Bird Strike: Design & Implement a Relational Database
Overview
I implemented a relational workflow on published bird-strike incident data. The resulting MySQL layout uses four related tables for incidents, airports, airlines, and sky conditions: primary keys throughout, foreign keys from the fact table into the lookups, and checks that keep flight phase inside a coarse set (takeoff, landing, inflight, unknown) while requiring non-negative altitude.
The pipeline relies on R to clean dates and missing labels, map raw flight phases into those buckets, convert pilot-warned flags, escape awkward quotation marks, and bulk-load rows through RMySQL and DBI. SQL ranks states by strike count, lists airlines above the fleet-wide average, and aggregates incidents by calendar month and flight phase; R pulls that grid and plots total strikes per month. A stored procedure mirrors the same normalization rules, adds airports, airlines, or sky-condition rows when they are missing, and registers a new incident in one step.
Deliverables
- DDL and integrity: Table definitions, foreign keys from the incident fact table to airports, airlines, and conditions, plus checks on flight phase and altitude.

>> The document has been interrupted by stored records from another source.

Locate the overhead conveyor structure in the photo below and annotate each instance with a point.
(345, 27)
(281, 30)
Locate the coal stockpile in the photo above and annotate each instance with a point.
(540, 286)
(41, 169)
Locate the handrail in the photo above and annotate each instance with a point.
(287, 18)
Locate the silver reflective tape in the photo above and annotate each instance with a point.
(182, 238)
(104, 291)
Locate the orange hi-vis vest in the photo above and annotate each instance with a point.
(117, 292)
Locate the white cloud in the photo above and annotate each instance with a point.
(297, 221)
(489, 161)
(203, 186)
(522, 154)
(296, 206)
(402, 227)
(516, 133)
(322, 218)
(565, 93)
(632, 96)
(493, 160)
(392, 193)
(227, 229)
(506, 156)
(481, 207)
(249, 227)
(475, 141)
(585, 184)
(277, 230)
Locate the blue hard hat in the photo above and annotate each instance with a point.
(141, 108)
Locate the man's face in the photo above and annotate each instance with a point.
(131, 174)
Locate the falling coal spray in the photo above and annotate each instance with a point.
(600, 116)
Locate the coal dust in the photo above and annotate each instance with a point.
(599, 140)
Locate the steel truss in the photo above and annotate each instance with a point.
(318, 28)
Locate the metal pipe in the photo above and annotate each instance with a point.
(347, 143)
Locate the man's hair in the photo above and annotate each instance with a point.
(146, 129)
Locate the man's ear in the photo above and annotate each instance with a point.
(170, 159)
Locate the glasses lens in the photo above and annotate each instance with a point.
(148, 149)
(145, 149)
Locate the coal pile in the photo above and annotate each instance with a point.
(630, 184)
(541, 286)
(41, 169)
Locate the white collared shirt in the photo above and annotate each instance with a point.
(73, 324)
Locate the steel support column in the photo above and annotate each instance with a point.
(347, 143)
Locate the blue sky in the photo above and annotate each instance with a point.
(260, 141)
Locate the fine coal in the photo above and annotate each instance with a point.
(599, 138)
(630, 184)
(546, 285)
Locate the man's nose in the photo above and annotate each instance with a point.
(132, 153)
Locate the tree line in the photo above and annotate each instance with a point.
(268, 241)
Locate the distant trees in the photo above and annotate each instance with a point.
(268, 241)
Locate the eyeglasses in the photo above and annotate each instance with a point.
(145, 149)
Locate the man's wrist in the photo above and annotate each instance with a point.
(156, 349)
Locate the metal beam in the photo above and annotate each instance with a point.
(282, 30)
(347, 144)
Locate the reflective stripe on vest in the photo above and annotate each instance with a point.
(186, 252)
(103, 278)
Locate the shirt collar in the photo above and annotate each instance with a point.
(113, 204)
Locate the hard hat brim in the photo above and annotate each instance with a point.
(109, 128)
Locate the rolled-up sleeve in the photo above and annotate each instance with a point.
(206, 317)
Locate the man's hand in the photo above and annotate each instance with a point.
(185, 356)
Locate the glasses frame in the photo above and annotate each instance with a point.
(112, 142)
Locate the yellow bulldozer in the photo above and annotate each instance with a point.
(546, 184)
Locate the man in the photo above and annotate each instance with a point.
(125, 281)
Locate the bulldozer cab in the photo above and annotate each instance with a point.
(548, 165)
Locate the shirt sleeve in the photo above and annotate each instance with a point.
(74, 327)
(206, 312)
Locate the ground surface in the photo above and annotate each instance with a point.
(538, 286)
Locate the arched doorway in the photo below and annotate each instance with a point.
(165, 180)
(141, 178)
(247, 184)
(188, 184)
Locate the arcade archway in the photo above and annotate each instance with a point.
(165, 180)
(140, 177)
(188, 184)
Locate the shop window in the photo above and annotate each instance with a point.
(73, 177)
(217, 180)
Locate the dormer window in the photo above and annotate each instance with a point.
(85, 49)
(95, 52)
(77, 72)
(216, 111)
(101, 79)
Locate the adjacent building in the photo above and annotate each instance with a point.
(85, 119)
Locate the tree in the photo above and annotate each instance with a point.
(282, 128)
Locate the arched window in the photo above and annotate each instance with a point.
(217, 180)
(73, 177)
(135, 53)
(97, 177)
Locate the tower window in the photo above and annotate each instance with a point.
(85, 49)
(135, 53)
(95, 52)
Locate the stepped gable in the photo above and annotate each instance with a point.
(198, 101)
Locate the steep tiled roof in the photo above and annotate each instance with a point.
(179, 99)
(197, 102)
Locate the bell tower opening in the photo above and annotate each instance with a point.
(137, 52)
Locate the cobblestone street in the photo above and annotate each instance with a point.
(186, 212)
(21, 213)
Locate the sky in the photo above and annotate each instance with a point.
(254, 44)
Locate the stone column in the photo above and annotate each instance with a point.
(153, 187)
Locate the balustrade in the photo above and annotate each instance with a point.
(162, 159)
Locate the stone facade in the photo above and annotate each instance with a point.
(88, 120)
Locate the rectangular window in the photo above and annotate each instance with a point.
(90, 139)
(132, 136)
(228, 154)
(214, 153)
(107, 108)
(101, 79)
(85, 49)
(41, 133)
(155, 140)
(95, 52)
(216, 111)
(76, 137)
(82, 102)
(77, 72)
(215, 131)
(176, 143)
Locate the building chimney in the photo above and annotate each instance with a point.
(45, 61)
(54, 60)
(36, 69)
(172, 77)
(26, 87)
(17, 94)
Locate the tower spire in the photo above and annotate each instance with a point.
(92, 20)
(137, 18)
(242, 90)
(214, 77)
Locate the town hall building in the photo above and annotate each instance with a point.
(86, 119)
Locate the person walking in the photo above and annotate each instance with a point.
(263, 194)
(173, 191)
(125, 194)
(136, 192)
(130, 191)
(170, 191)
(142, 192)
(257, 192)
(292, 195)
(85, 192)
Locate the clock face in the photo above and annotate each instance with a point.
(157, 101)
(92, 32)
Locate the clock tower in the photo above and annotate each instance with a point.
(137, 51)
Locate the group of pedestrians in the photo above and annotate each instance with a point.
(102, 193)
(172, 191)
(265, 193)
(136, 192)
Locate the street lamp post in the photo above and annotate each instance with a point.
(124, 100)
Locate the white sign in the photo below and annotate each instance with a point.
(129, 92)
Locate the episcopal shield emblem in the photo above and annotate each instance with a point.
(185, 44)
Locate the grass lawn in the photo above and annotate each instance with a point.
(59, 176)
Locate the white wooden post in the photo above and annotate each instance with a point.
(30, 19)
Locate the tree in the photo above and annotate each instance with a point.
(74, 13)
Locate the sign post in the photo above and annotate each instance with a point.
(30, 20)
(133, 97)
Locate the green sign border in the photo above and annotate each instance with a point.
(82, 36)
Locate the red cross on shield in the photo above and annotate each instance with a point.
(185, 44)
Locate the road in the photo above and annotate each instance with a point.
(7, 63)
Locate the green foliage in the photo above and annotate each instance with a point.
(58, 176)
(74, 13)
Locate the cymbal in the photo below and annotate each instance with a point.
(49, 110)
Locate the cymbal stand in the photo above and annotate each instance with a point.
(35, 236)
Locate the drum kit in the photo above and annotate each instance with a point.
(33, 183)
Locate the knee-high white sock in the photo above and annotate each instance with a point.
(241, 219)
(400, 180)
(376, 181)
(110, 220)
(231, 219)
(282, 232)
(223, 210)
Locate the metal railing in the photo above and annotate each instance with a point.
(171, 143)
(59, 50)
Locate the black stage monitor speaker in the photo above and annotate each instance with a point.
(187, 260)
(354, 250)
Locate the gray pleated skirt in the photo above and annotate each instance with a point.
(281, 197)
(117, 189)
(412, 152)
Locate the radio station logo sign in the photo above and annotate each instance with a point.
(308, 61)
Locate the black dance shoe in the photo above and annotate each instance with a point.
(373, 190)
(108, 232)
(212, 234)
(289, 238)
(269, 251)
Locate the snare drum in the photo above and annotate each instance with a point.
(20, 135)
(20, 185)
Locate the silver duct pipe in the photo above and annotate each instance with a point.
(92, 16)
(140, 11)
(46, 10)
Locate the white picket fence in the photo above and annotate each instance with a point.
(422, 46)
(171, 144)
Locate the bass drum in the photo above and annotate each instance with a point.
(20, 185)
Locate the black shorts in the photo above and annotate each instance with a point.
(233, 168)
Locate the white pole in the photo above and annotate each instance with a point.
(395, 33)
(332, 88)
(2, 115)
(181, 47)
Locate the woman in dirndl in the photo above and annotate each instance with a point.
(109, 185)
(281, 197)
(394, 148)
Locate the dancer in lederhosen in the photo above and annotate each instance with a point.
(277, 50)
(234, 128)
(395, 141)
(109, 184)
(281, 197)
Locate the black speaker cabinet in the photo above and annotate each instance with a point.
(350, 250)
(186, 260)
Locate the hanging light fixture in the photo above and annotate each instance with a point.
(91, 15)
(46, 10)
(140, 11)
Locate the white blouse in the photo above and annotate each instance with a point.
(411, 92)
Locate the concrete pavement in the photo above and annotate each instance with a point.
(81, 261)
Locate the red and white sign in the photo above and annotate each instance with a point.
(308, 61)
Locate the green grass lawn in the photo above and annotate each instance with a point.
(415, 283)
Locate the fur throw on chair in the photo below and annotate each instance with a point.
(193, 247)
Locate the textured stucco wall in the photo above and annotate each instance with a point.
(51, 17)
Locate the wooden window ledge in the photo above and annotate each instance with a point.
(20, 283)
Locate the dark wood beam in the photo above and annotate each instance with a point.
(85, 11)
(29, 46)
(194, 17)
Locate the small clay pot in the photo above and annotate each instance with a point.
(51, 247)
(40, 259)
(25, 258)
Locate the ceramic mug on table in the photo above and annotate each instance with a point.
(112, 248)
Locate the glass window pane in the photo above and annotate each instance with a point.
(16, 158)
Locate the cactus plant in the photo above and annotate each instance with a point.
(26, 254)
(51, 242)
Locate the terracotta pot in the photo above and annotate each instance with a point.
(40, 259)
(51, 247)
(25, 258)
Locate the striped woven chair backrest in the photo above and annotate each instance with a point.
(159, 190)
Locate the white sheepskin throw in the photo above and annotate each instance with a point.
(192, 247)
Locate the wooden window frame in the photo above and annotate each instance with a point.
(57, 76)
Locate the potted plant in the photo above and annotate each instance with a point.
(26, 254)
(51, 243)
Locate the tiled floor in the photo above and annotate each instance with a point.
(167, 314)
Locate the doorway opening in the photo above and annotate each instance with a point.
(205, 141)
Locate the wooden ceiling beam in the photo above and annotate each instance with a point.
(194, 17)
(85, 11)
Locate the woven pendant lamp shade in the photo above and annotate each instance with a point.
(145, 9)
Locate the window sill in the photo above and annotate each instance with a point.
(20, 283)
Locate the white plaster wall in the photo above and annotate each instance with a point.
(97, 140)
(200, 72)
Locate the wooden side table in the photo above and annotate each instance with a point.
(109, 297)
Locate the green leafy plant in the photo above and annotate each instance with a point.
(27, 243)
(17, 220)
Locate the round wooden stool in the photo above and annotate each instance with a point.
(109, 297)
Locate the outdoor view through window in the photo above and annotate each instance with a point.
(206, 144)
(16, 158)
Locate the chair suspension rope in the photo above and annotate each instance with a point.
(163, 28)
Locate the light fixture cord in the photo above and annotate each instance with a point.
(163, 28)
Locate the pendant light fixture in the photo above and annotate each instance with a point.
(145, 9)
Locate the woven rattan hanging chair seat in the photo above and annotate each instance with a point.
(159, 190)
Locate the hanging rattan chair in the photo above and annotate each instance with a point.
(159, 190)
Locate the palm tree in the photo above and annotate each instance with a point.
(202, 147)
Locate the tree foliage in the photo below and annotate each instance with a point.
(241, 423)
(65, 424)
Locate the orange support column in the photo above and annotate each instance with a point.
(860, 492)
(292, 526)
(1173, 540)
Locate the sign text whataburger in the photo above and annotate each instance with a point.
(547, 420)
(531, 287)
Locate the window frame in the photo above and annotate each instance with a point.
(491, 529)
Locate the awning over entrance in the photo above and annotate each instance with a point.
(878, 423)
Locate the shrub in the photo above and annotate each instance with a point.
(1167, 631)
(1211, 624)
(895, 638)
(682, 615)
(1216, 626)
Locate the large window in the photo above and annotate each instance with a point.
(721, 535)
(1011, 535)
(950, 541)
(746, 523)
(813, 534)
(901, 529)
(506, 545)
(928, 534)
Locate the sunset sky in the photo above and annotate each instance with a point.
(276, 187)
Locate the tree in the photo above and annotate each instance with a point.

- ETL in R: Column selection, invalid-date drops, batch inserts for dimensions and facts, and synthetic key alignment before incidents load.
- Analytical SQL: Top states by incident volume; airlines with above-average strike counts (subquery and HAVING); counts grouped by month and flight phase for plotting.
- Visualization: Scatter plot of total bird strikes by month with labeled points.
- Stored procedure: Encapsulates the same normalization logic, extends dimension rows when needed, and records a new strike in a single database round-trip (exercised from the notebook).
- Documentation: Written report (PDF) and linked R Markdown source.
Technology stack
- MySQL: Schema, constraints, analytical queries, and stored procedures.
- R: Cleaning, key matching, batch SQL execution, and plotting.
- RMySQL / DBI: Connection and execution from the notebook.